In recent weeks, a startling abundance of paper, in the form of little sheets, has made its way into my living space. Despite the incredible ease and convenience of electronic communication — through which almost everybody can be reached instantly and directly — the preferred means of mass communication seem to have regressed to sheets of paper pushed under or taped to the door.

It all started during the early phases of the race for Ward 1 Alderman. The campaign of incumbent Rebecca Livengood descended upon every door in her constituency, knocking and calling its way to plenty of name recognition and perhaps more aggravation. By Tuesday, three or four green slips of paper with photographs of Livengood and her supporters and a map showing the way to the polls had piled up on the cold floor outside my suite door. Another flyer dangled jauntily from my doorknob. Imagine those same papers, reproduced ad infinitum, at every threshold in Ward 1. To use a tired expression, that’s an awful lot of dead trees.

Nick Shalek, who won, reportedly adopted the less absolutist campaigning technique of reaching out to people within his own social network and urging them to vote for him. I’m not sure what this says about the political motivations of my peers, but I did receive fewer flyers from the Shalek campaign. That, at least, was a relief.

I do not aim to comment on political campaigns. I commend the Livengood people for their passion and involvement. What I, a citizen equally fastidious with regard to the environment as with the tidiness of my own room, care more about is this: It has become common and acceptable to use paper for purposes that could be just as easily served by less wasteful means of advertisement.

In the midst of the environmentally unsound deluge of campaign materials, another piece of paper began to appear in my personal space. One morning I emerged from the shower to be greeted by a cryptic sign on every door in the entryway: “The Use of Chamber Pots is unnecessary at Yale. Do not deposit human waste products in trash containers.”

It hung, fresh, lazy and anonymous, from a slip of masking tape on my door, the bathroom door, my neighbor’s door, the doors downstairs. I assumed that it was a joke, something dreamed up by sophomore boys in a stoned stupor after a long, late night. I tore down the sign and threw it in the trash, annoyed that the writer had identified neither himself nor the problem.

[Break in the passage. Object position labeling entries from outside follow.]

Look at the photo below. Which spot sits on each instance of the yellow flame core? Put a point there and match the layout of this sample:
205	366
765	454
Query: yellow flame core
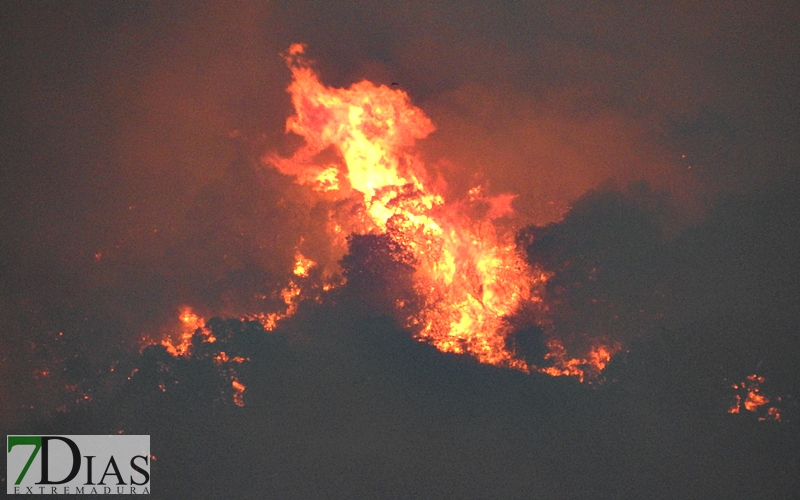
470	277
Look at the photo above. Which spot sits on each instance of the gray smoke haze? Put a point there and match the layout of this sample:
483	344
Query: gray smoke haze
130	184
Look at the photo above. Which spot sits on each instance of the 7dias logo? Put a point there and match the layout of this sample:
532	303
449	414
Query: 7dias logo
68	465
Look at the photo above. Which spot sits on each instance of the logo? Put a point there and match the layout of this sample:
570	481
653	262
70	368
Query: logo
68	465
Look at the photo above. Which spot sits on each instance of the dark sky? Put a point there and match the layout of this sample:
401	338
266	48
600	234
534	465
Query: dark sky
130	134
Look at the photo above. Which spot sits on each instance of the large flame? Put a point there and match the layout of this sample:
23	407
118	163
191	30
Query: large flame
469	275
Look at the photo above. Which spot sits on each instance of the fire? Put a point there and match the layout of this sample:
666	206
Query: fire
468	275
190	323
583	368
753	399
467	271
238	394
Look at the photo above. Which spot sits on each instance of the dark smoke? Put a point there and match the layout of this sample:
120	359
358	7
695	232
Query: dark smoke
130	185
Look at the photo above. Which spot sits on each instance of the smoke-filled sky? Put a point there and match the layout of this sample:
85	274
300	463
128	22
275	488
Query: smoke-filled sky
660	141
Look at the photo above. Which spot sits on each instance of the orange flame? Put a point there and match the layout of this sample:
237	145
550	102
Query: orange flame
469	274
754	399
190	323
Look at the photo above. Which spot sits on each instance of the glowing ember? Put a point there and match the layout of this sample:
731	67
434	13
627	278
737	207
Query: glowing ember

Perhaps you will understand my surprise to learn weeks later that the signs had been produced and distributed by my college master’s office. This wasn’t some prank — it was much worse. It turned out to be the institution’s way of dealing with complaints of mysterious Dixie cups full of urine that had been appearing on the stairs. The entire situation is too ridiculous to warrant much more discussion. It was a bizarre approach to the problem. Worse, it proves that this annoying method of communication is not only implemented by student-run campaigns, but also, unfortunately, by the bureaucratic backbone of our lives.

We may be living in close, informal quarters on campus, but that is no excuse for invasions of personal space and property. Privacy is important: We need rooms in which to be ourselves, free and unfettered, relaxed. The places in which we sleep should belong to us, at least for a little while. If papers are stuck to our doors with rude messages or campaign slogans, it should be because we put them there and want them there, not because somebody else does. The chamber-pot signs have disappeared, one by one, from the doors in my entryway, because, just as I did, the people living behind the doors threw the papers away.

It comes down to the fact that there are better ways to communicate than this passive-aggressive method of tacking things up and running away. This business of sticking papers onto other people’s doors is a legitimate form of vandalism, a display of contempt and disrespect for their property and themselves. A friend told me that she wished that, to make up for all the paper wasted on campaigns, everyone would insist on reusable cups from coffee shops. Here is my suggestion for those who want to mend karmic fences: Don’t barrage me with papers anymore! Send me an e-mail (and, for the love of God, only one) and take ownership of your words, and I promise to remember what you say.

Helen Vera is a senior in Jonathan Edwards College. Her column appears on alternate Fridays.